Marking a comment thread as done in the app service provider.

machniak requested changes to this revision.Jun 30 2021, 2:47 PM
[14:20:34] <alec> I'm getting quite a lot of failing tests: Errors: 20, Failures: 51, Skipped: 7, Incomplete: 14. just from --testsuite=Feature 
[14:20:34] <alec> I guess you might be running tests with a different APP_TENANT_ID or sth 
[14:20:54] <alec> I have APP_TENANT_ID=1 in .env 
[14:22:57] <alec> damn, and I've run it with production mollie key, there 4 new users created, can you remove them? 
[14:27:32] <alec> also APP_PASSPHRASE=simple123 is needed when seeding and running tests 
[14:41:48] <alec> for browser tests: Errors: 16, Failures: 8, Skipped: 14, Incomplete: 1. 
[14:43:14] <alec> this is what I expected, changing default set of entitlements/skus is breaking a lot of tests 
[14:46:14] <alec> also phpstan has a lot to say
This revision now requires changes to proceed.Jun 30 2021, 2:47 PM
vanmeeuwen updated this revision to Diff 7441.Jun 30 2021, 3:45 PM
  • Pretend that commandPrefix is available in Command
  • Label the use of builder for the sake of phpstan
  • Update phpstan.neon patterns
  • Model -> object
vanmeeuwen updated this revision to Diff 7447.Jun 30 2021, 4:25 PM
  • Adjust some more of them numbers
vanmeeuwen updated this revision to Diff 7465.Jul 2 2021, 7:15 AM
  • Correct some more numbers
  • Correct tests
machniak updated this revision to Diff 7483.Jul 7 2021, 2:51 PM
  • Fix browser tests
vanmeeuwen updated this revision to Diff 7489.Jul 8 2021, 11:19 AM
  • Fix some of the feature tests
machniak updated this revision to Diff 7495.Jul 9 2021, 10:33 AM
  • Fix obvious test regressions and a bug in the signup controller
machniak updated this revision to Diff 7501.Jul 9 2021, 12:38 PM
  • Fix various places where tenant context wasn't applied when selecting a sku record
machniak updated this revision to Diff 7507.Jul 9 2021, 3:16 PM
  • Fix reseller's GroupsController and tests for it
machniak updated this revision to Diff 7513.Jul 9 2021, 4:46 PM
  • Fix InvitationsController
machniak updated this revision to Diff 7519.Jul 9 2021, 8:00 PM
  • Fix Group and Domain controllers, use new helper checkTenant()

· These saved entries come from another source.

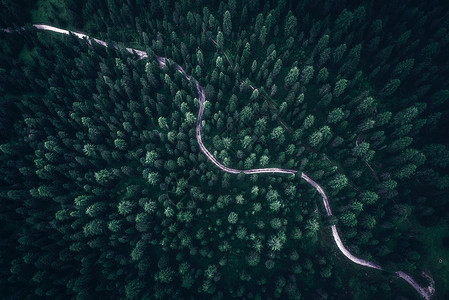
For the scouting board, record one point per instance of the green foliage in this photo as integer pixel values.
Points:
(104, 183)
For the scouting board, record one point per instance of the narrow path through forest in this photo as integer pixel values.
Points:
(425, 292)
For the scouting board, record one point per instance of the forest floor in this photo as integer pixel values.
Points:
(437, 259)
(429, 236)
(43, 11)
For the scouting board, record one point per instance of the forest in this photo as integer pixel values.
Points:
(107, 193)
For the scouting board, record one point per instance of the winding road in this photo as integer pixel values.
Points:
(425, 292)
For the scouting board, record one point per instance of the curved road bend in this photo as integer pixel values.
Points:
(426, 293)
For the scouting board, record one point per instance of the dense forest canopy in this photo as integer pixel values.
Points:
(105, 192)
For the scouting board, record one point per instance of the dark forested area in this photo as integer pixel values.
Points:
(104, 191)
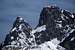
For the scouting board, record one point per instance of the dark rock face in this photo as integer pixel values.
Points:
(58, 24)
(69, 42)
(53, 23)
(20, 28)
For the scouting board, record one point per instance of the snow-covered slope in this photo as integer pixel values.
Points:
(55, 31)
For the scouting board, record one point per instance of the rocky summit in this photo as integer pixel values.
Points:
(55, 31)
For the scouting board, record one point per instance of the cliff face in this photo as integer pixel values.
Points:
(59, 23)
(55, 31)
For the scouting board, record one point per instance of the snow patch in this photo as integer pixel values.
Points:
(39, 29)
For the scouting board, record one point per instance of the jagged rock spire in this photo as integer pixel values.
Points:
(19, 33)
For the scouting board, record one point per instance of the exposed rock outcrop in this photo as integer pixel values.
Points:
(55, 31)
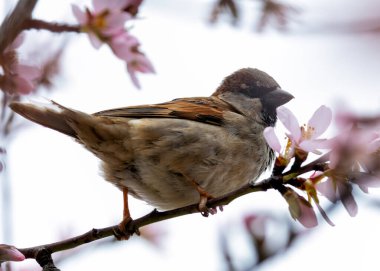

machniak updated this revision to Diff 7525.Jul 12 2021, 11:44 AM
  • Remove unused Packages controllers for admin and reseller API
  • Fix SKU controllers
  • Fix Wallet controllers
  • Fix Users controllers
  • /api/discounts -> /api/users/{id}/discounts as we need the user context for this
vanmeeuwen accepted this revision.Jul 30 2021, 7:40 AM
This revision was not accepted when it landed; it landed in state Needs Review.Jul 30 2021, 7:52 AM
This revision was automatically updated to reflect the committed changes.